I'm guessing this particular feature was not available when this question was asked, but on my currently installed version (TortoiseSVN 1.14.7, Build 29687) I do see an Edit context menu in Repository Browser when I right-clicked on on XML file. When you save the file in the opened editor (Win11 Notepad in my case), and exit the program, a commit comment window popped up allowing me to check the file back in!...

Sorry for such a late resurrection but let me add this for the googlers coming here after 15+ years! :)

When I tried to use the feature for a PNG file (for which an "Edit" shell command was not defined on my computer), it showed me a file selector to pick a .exe. So I'm guessing Tortoise tries to find and trigger the Edit shell command for the file type, and if one is not available, it lets you pick up an editor application - haven't tested, and couldn't find relevant doc unfortunately)
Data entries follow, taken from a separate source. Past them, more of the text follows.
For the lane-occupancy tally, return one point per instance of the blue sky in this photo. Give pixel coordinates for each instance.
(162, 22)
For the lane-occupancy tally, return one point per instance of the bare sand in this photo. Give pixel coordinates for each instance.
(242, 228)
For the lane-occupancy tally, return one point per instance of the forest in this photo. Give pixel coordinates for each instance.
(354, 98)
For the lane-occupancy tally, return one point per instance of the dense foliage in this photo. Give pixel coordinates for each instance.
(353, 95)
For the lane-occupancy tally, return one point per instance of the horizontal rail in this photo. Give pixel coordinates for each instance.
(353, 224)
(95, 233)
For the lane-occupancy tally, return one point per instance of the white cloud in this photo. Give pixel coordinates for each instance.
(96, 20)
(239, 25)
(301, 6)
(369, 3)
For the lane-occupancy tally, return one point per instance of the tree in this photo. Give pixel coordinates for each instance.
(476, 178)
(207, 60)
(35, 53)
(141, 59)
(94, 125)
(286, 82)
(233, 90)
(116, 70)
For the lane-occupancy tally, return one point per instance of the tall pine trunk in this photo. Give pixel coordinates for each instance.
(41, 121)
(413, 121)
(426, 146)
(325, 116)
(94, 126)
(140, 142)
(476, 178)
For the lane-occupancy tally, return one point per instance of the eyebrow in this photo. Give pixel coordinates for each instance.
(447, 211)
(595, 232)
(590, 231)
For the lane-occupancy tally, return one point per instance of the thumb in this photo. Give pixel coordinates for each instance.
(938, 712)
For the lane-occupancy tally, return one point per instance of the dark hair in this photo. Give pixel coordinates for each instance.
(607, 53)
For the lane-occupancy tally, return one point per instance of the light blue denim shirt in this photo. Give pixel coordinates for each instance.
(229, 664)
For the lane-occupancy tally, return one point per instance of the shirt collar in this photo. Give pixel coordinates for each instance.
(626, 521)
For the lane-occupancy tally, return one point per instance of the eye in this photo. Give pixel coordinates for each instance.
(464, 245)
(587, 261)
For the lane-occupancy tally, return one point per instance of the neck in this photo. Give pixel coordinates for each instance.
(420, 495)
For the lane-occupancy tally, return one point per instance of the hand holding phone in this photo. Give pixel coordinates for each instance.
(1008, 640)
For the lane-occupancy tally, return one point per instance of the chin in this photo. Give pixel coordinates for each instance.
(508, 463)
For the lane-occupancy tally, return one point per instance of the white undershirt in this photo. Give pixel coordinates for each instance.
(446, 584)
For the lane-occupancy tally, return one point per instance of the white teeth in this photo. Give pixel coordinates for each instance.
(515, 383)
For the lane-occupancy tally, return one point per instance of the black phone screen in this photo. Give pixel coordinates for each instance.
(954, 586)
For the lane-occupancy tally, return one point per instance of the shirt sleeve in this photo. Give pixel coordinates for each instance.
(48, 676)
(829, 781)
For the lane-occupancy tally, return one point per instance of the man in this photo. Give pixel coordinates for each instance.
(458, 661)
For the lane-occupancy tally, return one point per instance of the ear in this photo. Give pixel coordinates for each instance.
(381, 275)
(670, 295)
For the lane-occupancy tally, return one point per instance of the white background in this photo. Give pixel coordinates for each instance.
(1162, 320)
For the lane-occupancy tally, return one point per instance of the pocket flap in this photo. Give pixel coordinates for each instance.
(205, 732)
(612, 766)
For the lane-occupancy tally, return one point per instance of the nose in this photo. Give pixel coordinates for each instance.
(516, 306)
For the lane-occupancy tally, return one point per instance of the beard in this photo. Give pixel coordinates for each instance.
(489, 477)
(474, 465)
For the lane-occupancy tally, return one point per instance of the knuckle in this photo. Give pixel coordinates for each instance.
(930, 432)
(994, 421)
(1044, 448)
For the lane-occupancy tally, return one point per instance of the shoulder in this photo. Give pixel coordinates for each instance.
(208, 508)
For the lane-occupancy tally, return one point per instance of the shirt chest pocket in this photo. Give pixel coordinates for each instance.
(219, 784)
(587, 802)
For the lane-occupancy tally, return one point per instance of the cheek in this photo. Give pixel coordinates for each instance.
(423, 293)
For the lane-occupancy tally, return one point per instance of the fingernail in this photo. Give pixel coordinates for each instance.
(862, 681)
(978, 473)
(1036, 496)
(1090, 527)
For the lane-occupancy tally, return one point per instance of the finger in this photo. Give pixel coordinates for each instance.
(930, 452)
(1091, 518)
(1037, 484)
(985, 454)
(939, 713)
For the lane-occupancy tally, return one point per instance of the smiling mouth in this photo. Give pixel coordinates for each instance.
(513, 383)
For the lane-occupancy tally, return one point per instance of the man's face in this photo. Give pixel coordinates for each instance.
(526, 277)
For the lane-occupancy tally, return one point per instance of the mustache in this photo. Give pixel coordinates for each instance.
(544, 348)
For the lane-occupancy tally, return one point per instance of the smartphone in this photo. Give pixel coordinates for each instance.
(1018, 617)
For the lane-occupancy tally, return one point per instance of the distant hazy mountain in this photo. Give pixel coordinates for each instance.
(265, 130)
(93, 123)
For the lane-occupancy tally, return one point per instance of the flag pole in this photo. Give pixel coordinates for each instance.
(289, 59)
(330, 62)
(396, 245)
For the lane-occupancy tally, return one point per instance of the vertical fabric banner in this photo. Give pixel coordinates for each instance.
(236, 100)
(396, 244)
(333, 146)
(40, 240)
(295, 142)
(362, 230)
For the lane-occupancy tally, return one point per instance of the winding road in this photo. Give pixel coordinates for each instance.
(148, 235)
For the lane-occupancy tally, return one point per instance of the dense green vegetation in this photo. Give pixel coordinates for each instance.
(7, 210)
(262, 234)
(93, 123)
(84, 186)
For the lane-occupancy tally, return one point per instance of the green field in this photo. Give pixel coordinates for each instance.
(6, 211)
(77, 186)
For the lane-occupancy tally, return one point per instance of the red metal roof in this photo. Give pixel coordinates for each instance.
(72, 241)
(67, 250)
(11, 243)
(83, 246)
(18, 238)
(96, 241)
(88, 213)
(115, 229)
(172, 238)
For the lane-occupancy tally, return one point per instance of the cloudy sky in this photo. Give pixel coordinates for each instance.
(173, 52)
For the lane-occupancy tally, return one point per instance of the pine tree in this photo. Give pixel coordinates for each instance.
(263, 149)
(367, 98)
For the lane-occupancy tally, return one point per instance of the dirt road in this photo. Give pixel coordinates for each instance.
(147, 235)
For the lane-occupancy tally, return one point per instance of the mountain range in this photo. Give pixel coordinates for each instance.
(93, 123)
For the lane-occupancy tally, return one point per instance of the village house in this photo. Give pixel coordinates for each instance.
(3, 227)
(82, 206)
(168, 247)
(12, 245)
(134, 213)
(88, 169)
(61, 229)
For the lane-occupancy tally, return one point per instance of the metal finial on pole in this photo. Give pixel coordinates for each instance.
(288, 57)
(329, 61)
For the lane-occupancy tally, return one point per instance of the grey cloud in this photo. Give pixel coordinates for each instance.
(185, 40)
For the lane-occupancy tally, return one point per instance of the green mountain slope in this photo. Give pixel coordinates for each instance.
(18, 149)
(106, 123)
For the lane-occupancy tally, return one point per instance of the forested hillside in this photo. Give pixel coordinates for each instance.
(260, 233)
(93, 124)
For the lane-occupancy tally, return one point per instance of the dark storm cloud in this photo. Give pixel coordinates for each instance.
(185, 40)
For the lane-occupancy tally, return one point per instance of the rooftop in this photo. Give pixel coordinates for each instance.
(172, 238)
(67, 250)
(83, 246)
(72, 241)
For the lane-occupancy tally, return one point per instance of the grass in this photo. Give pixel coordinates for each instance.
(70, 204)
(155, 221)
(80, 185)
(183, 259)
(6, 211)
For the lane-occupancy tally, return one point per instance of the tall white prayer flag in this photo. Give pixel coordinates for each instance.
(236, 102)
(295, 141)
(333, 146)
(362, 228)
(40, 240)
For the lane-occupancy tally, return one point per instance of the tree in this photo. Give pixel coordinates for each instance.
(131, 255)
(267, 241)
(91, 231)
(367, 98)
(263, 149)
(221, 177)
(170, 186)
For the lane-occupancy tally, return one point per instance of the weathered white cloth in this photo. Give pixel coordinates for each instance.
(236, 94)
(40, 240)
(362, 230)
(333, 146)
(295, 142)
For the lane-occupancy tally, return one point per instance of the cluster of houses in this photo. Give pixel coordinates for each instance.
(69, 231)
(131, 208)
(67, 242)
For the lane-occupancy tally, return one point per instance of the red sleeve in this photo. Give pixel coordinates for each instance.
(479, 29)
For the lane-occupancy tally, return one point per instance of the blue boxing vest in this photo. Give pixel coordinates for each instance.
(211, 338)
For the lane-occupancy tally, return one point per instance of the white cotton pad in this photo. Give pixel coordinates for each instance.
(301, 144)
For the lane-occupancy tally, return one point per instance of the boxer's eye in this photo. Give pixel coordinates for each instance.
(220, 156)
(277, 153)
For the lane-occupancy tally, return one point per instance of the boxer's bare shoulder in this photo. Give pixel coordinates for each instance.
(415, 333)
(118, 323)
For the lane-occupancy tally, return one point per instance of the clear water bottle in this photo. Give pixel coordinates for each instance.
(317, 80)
(Feature was added probably(?) in version 1.5.0-alpha1 according to ChangeLog).

Upvotes: 0

Serve
Serve

Reputation: 99

You have a file single.txt you want to commit.

The right procedure is :

cd /path/destination_directory
svn up
svn commit single.txt -m "Insert here a commit message"

Hope this will help.

Upvotes: 1

SteveW
SteveW

Reputation: 121

This is possible with TortoiseSVN, but you must checkout the parent directory as well:

  1. Create a working copy of the directory with no contents (use checkout depth "Only this item")
  2. Click on the new working copy and right click to select the repository browser (TortoiseSVN -> Repo-browser)
  3. Right click the file of choice in the repository browser and select "Update item to revision"

Upvotes: 2

Nuno Furtado
Nuno Furtado

Reputation: 4568

AFAIK you cannot get a copy of a single file from SVN, a working copy is always a directory. So you will need to check out a whole folder in order to edit the file in question and then commit.

This was the case some time back (less than 3 months) and I doubt it has changed since then.

Upvotes: 5

Daniel A. White
Daniel A. White

Reputation: 191048

  1. Right click in Windows Explorer where you want a working copy.
  2. Choose Check Out. It might be in TortoiseSVN's menu.
  3. Enter the URL and accept to get a working copy.
  4. Make the change to the file.
  5. Right click in the working copy. Choose commit.

OR

Refer to Stack Overflow question Checkout one file from Subversion.

Upvotes: 3

ojrac
ojrac

Reputation: 13421

To check out a single file, you'll still need to check out its parent directory. From the command line, to check out https://svn.example.com/trunk/myfolder/index.html:

svn co https://svn.example.com/trunk/myfolder/ --depth empty
svn up myfolder/index.html

Now, you can edit and commit this file as usual, without checking out anything else.

TortoiseSVN also includes "checkout depth" in its svn checkout menu option; however, I don't know of a way to make Tortoise do svn up filename on a file that doesn't exist.